Dr. Ark
Dr. Tavinder K. Ark, PhD is a medical education researcher and psychometrician whose work focuses on assessment, measurement, and the integration of technology in health professions education. She holds a doctorate in Measurement, Evaluation, and Research Methodology, with advanced training in Generalizability Theory, structural equation modeling, and large-scale data infrastructure development, and serves as a Professor in the Medical Education Department at the City College of New York School of Medicine, with adjunct appointments at the Data Science Institute and the Medical College of Wisconsin. Her scholarship is widely cited across medical education, psychometrics, and educational technology
Dr. Ark’s research spans workplace-based assessment, communication skills measurement, and the use of advanced analytic approaches to understand learner performance across clinical contexts. She has co-authored multi-year studies examining validity evidence for communication and clinical skills assessments in OSCEs, as well as well as growth trajectories of learner’s communication styles. Her work also examines how structured educational data—such as professional identity, communication, and clinical performance measures—relates to meaningful educational and clinical outcomes, contributing both methodological rigor and practical insight into formative and summative assessment practices.

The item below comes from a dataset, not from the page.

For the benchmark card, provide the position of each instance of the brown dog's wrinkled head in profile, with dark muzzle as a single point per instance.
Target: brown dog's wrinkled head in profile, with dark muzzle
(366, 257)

More recently, Dr. Ark’s research advances AI-enabled approaches to clinical reasoning assessment and narrative feedback, integrating classical psychometrics with explainable AI and qualitative methods. A central focus of this work is the design and evaluation of learner- and educator-facing data visualizations and dashboards that support sense-making, reflection, coaching, and calibration. These tools translate multidimensional assessment data into actionable insights by making patterns of performance, growth trajectories, feedback quality, and equity visible at individual and programmatic levels. Across projects, Dr. Ark blends measurement theory, human-centered analytic design, and emerging technologies to improve the transparency, validity, and trustworthiness of assessment systems in health professions education.